I don’t know if it is still ‘live’ on New Delhi’s tourists map or pilgrims circuit , but the legend of Matka Mazar, near Delhi’s Purana Quila makes interesting read. My source is a newspaper clipping dating back to 1982. The scanned page of newspaper photo feature, credited to Himani Pande, shows earthen pots stacked on top of the tomb of Hazrat Sheikh Abu Bakr Tusi, a saint from Arabia who spent his last years in Delhi over 700 years ago. Devotees to his tomb offered ‘matka’ (earthen pot) in prayers.

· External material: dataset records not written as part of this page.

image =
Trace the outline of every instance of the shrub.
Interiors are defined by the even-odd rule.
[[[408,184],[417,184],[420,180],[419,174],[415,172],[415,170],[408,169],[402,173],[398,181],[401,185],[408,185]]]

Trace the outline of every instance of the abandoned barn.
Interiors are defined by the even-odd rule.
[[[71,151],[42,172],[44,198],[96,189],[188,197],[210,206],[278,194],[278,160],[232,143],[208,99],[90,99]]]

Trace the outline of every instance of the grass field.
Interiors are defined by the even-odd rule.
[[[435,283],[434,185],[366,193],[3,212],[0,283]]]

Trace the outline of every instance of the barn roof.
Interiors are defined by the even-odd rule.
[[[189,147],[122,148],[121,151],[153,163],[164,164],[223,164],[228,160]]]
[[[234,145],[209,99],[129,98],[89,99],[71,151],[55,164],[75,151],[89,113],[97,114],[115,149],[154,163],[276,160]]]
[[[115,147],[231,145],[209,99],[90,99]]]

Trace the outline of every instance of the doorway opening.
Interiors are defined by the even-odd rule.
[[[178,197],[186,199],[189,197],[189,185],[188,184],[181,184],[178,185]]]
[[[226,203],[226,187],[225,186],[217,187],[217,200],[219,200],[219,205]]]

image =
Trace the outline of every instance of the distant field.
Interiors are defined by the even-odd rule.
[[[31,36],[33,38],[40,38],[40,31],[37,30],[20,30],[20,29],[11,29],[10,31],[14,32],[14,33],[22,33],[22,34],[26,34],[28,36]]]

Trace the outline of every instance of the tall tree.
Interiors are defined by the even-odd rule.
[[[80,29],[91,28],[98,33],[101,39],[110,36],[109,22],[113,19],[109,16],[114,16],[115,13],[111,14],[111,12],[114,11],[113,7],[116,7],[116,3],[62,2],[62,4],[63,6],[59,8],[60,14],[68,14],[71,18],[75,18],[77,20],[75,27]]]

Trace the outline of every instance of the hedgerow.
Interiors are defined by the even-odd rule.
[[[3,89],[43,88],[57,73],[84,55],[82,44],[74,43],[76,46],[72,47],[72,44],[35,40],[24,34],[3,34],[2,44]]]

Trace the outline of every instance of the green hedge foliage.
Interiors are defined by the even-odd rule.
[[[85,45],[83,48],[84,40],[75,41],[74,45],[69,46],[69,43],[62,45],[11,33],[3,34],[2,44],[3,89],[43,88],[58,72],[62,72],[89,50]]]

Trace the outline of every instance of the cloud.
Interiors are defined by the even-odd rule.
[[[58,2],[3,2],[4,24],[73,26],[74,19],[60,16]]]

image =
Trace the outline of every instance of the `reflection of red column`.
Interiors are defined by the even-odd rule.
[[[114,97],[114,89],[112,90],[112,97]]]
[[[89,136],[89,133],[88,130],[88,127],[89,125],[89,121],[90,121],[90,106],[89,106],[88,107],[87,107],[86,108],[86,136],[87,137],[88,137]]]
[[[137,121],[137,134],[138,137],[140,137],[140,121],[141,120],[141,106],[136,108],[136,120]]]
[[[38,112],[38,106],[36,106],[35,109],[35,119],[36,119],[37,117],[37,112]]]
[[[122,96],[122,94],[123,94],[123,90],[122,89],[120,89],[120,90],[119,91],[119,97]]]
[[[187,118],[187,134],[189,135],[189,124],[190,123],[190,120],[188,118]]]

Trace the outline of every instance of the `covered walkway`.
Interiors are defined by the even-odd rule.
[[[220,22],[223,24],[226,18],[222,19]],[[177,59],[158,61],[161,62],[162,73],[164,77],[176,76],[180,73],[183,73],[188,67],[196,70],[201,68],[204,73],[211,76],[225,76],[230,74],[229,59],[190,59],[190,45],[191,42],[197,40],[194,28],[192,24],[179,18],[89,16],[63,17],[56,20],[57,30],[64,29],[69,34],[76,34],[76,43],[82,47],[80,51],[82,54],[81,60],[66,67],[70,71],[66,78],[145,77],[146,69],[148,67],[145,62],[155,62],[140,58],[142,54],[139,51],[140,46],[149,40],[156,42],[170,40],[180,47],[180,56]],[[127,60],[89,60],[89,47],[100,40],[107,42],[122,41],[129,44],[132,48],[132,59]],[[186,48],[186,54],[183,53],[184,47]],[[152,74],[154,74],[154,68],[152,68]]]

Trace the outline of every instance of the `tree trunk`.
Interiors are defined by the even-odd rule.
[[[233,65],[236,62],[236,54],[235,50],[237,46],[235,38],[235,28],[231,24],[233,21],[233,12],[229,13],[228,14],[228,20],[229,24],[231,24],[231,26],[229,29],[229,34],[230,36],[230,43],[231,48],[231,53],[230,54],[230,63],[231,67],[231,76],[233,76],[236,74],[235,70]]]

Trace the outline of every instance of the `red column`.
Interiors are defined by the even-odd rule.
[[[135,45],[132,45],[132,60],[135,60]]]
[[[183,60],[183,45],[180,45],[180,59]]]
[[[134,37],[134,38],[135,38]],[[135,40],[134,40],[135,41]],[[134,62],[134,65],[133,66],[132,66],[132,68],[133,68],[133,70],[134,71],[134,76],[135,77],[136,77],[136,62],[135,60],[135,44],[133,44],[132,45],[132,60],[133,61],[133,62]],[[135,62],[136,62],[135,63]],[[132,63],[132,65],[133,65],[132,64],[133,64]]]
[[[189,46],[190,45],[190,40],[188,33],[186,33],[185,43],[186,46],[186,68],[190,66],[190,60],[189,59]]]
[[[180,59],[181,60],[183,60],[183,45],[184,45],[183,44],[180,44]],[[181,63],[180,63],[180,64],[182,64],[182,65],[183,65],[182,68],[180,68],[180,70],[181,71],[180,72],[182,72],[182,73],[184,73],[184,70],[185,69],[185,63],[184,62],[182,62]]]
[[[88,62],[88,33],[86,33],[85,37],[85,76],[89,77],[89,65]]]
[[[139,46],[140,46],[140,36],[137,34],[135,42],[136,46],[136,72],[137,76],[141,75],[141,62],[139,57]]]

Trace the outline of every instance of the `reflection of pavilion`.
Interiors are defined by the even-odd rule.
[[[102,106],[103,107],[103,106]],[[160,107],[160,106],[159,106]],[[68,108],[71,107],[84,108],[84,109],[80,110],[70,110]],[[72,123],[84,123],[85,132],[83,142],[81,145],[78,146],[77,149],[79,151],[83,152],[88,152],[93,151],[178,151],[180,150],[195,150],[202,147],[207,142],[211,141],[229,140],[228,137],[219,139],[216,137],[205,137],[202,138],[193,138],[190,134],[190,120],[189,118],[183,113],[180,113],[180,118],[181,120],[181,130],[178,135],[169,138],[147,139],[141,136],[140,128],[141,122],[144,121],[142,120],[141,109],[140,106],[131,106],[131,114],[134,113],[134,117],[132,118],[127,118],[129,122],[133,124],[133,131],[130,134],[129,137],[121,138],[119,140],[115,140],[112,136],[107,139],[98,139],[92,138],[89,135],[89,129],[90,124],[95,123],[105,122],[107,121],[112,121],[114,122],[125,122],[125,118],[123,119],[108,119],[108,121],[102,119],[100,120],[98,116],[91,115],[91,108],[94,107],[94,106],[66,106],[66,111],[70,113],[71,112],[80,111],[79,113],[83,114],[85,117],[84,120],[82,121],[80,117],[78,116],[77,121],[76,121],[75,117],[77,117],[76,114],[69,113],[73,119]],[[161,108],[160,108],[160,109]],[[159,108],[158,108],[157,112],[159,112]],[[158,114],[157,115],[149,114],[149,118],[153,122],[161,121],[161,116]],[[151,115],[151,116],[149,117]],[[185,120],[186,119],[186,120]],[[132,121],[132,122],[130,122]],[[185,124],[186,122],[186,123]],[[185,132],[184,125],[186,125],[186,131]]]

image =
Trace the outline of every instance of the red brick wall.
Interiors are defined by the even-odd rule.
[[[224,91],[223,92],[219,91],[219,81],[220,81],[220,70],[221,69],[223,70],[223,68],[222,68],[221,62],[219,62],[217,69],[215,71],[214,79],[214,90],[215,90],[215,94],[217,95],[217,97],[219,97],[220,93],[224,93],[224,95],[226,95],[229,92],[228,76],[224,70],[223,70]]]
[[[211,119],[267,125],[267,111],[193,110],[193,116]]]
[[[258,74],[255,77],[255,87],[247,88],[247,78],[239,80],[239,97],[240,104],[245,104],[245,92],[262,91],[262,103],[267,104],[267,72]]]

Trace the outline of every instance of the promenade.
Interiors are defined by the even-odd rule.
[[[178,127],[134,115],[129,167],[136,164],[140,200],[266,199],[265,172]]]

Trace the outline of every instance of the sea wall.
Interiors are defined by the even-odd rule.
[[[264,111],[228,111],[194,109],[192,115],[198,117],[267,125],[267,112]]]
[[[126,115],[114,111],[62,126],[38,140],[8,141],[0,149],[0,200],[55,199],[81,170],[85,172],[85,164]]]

Legend has it that the nomadic saint, camping in Dekhi, didn’t, for some reason, endear himself to the then Dehi ruler Shah Balban, a tyrannical type with pronounced sadistic tendency. It is said the ruler, in a bid to humiliate the noble soul credited with divine powers, sent the saint ‘meal’ of iron pellets and a cake of elephant dung. The sage accepted the offer and put the cake in his ‘matka’ mixing it with water to make sherbat (fruit juice). The iron pellets turned into roasted gram.
Pilgrims visiting the dargah of Hazrat Tusi offered matka at his mazar . The one the sage possessed is believed to be buried in a nearby well that has remained sealed for centuries.